Теперь нельзя было уже сомневаться, что он лежит в зале рисования классической гимназии в Бендорфі, но он никак не хотел верить, что это именно та гимназия, где он учился. Он вспоминал, что таких гимназий в городе было три, одна из них «может, лучше было бы этого и не говорить,- но последняя, третья, называлась гимназия Адольфа Гитлера».

Он слышал, как били пушки, ему нравилась их музыка. «Успокаивающе гудели те пушки: глухо и строго, словно тихая, почти возвышенная органная музыка». Что-то благородное услышал он в той музыке, «такая торжественная луна, точно как в той войне, о которой пишут в книжках с картинками». Потом размышлял, сколько имен будет на той таблице павших, которую прибьют здесь впоследствии.

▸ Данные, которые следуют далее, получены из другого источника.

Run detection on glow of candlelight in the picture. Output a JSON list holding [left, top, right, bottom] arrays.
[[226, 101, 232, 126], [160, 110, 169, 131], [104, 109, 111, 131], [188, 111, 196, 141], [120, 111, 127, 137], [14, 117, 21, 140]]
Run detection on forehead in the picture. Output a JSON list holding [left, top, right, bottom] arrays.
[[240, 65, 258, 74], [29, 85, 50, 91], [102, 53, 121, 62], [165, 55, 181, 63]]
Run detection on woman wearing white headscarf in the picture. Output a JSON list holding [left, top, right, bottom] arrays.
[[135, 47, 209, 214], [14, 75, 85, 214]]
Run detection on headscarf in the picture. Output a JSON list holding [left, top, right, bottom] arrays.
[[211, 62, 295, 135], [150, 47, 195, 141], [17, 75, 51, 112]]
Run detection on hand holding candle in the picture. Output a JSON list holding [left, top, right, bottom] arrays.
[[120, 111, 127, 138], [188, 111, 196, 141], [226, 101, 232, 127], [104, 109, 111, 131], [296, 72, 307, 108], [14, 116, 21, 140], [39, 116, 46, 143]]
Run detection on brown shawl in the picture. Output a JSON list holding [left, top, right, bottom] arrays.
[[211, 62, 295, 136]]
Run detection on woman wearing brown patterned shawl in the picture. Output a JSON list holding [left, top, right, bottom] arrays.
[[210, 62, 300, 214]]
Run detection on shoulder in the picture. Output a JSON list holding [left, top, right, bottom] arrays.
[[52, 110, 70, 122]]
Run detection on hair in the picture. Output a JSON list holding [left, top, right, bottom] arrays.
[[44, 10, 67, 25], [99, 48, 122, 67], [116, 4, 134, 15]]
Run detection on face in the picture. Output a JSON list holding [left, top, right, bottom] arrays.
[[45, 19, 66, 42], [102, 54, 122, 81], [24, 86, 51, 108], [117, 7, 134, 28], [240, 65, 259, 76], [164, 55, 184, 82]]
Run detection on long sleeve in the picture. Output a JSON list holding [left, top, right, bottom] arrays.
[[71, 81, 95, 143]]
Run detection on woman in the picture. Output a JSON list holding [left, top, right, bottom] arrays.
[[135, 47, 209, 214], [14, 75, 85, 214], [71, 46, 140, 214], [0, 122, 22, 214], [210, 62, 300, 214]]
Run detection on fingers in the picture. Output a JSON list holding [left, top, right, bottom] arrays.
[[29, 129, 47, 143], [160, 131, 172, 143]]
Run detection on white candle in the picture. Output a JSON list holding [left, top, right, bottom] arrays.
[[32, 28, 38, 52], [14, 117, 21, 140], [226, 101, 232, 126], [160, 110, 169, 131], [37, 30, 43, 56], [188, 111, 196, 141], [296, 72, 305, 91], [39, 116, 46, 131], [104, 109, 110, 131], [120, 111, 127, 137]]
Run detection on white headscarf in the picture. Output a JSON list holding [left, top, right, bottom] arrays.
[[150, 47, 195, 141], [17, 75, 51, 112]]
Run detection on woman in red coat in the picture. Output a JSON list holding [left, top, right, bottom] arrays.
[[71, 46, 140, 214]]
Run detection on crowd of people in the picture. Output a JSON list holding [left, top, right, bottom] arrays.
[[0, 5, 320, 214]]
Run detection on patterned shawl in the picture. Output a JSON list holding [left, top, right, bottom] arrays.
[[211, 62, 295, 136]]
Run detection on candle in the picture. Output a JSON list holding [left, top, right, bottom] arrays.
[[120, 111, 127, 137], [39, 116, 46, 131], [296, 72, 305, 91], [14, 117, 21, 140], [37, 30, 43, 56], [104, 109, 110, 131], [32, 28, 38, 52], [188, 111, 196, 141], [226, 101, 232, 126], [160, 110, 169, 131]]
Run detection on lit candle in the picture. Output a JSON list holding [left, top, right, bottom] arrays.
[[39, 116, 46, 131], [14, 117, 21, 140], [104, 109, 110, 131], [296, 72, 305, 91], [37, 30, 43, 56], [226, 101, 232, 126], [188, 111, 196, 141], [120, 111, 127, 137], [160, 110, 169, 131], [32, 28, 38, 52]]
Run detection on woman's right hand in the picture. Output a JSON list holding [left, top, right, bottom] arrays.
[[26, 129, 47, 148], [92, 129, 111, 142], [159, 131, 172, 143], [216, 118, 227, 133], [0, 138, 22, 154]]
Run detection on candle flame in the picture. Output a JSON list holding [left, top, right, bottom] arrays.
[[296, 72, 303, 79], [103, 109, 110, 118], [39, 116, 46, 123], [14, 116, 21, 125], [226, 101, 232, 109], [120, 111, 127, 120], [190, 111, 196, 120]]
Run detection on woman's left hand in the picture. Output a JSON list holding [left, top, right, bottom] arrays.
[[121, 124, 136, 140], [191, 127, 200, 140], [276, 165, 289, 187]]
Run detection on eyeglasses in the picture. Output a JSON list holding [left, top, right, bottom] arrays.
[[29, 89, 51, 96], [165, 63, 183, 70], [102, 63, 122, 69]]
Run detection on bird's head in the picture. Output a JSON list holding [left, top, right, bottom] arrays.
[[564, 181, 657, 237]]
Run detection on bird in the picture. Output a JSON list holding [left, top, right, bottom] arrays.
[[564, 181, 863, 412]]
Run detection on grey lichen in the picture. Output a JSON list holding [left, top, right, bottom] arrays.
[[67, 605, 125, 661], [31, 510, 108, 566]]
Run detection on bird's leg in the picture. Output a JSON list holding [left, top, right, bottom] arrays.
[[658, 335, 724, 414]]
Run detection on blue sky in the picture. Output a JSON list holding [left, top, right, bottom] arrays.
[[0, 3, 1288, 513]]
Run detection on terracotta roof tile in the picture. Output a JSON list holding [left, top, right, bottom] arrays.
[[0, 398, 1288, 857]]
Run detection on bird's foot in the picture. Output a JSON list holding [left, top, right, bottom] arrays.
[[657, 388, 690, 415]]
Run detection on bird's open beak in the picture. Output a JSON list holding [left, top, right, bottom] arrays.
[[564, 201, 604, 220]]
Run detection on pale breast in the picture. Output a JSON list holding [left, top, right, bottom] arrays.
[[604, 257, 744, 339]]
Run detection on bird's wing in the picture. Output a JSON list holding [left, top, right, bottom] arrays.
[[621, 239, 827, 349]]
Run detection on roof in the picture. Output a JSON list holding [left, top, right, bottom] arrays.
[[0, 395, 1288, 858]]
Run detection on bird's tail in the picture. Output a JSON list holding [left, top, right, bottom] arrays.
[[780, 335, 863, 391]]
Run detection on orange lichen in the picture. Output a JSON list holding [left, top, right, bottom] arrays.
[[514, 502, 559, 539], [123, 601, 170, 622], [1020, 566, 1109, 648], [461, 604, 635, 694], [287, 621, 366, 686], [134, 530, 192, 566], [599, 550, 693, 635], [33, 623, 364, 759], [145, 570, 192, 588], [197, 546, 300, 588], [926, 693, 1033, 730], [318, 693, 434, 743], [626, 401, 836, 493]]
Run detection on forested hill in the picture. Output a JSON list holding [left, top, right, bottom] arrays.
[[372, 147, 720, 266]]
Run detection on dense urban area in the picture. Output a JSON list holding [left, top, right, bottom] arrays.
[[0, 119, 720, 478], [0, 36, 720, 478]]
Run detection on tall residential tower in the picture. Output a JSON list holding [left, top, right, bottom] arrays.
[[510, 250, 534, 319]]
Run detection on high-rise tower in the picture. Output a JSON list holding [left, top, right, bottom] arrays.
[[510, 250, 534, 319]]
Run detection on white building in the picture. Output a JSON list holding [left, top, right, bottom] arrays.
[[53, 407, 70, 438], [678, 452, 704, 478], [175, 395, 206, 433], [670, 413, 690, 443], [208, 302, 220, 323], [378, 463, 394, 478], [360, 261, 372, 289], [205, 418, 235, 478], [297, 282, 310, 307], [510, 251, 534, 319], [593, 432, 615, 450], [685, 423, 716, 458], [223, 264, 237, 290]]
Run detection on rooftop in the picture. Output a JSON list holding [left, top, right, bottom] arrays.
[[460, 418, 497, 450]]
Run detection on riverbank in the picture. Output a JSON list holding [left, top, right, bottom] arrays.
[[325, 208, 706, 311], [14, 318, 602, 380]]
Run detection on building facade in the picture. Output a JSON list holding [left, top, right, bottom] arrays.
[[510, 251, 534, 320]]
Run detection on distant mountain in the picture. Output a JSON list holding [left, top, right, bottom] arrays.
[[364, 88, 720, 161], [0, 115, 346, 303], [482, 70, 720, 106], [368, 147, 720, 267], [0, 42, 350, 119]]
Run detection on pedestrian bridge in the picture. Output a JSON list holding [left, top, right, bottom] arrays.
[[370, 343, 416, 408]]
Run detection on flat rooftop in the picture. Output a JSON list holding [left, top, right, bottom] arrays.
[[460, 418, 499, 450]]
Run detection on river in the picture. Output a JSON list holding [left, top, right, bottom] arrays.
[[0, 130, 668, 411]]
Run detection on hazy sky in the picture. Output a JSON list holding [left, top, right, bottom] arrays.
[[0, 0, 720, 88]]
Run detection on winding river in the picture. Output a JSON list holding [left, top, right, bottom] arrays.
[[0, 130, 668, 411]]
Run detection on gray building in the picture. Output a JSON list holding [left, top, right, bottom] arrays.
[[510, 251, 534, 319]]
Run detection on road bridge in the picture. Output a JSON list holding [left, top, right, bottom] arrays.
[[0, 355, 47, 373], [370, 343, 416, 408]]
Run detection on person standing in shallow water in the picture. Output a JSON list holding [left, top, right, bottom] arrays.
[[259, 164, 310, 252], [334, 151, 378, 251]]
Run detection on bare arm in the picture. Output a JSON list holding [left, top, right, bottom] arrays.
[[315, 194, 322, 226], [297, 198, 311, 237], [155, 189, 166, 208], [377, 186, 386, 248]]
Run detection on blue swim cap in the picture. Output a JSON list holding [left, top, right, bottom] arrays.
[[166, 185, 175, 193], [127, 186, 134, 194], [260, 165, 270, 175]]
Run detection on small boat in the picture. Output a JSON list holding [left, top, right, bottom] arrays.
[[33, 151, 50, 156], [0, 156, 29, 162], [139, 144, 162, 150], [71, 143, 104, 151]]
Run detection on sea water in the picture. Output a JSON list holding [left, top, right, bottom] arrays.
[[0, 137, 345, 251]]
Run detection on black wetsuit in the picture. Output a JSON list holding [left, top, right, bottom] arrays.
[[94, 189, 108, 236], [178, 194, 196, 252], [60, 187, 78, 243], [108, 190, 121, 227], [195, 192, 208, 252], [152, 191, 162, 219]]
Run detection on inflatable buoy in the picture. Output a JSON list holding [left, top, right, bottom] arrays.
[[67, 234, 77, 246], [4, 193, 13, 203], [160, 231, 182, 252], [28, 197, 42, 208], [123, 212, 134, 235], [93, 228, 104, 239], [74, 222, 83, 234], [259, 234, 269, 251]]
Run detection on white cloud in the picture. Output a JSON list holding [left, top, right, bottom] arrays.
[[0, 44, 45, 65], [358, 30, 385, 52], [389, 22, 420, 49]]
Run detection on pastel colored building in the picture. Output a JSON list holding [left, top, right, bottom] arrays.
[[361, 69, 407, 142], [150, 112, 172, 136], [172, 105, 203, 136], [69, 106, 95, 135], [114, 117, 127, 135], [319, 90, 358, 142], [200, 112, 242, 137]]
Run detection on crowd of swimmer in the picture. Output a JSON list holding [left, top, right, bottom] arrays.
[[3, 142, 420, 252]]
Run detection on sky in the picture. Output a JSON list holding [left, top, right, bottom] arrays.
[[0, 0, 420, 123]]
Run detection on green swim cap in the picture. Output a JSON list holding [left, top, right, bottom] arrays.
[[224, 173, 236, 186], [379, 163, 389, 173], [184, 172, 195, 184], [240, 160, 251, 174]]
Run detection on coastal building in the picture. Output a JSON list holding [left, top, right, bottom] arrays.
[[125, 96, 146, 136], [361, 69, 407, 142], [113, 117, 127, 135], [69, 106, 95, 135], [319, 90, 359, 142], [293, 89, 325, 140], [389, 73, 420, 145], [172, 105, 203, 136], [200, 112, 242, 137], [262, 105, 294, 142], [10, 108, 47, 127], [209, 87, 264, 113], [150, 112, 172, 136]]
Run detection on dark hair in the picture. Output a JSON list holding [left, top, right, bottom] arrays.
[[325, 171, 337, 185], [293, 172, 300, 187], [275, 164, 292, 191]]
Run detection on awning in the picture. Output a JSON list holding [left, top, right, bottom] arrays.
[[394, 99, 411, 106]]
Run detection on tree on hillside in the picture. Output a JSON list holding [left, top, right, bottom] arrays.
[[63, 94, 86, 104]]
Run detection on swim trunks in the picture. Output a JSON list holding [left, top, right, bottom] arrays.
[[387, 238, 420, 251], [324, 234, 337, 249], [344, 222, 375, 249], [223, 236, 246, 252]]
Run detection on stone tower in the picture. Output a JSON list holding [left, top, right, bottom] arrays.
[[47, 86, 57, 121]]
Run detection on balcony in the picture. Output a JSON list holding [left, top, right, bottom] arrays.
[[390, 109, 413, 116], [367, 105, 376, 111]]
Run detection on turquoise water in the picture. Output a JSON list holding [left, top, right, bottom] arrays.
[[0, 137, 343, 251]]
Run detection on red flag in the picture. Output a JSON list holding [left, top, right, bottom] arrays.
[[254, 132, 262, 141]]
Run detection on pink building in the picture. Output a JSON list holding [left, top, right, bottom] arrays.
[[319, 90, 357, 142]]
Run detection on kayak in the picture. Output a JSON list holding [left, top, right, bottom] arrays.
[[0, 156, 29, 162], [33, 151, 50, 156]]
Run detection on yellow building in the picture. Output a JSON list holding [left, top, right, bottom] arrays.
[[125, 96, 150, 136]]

Неожиданно пришло в голову, что и его имя будет укарбоване в камень. Словно это была последняя дело в его жизни, он хотел непременно знать, это «и» гимназия и тот зал рисования, где он провел столько часов, рисуя вазы и сочиняя разные шрифты. Он ненавидел те уроки более всего в гимназии и часами погибал от скуки и ни разу не смог толком нарисовать вазу или написать букву. Теперь ему все было безразлично, он даже не мог вспомнить свою ненависть.

Он не помнил, как его ранили, знал только, что не может шевелить руками и правой ногой, а левой только слегка. Надеялся, что их так тесно примотали к туловищу. Он попытался пошевелить руками и почувствовал такую боль, что снова закричал от боли и ярости, что руки не шевелятся. Наконец над ним наклонился врач. Позади стоял пожарный и тихо что-то говорил врачу на ухо. Тот долго смотрел на парня, потом сказал, что скоро и его очередь. За доску, где сиял свет, понесли соседу. Потом ничего не было слышно, пока санитары устало не вынесли соседу и понесли к двери. Парень снова закрыл глаза и сказал себе, что должен узнать, какая у него рана и действительно ли он в своей школе. Все, на чем останавливался его взгляд, было далеко и безразлично, «как будто меня принесли к какому музея мертвых в мир глубоко чужд мне и неинтересно, который почему-то узнавали мои глаза, но сами только глаза». Он не мог поверить, что прошло только три месяца с того времени, как он рисовал здесь, а на перемене, взяв свой бутерброд с повидлом, шел к сторожа Біргелера пить молоко вниз в тесную каморку. Он подумал, что его соседу, наверное, понесли туда, где клали мертвых; может, мертвецов относили в маленькую Біргелерову комнатку, где когда-то пахло теплом молоком.

Санитары подняли его и понесли за доску. Над дверями зала когда-то висел крест, потому и называлась гимназия школой святого Фомы. Потом «они» (фашисты) креста сняли, но на том месте остался свежий след, такой отчетливый, что его было видно лучше, чем сам крест. Даже когда стену перекрасили, крест выступил снова. Теперь он увидел то следует от креста.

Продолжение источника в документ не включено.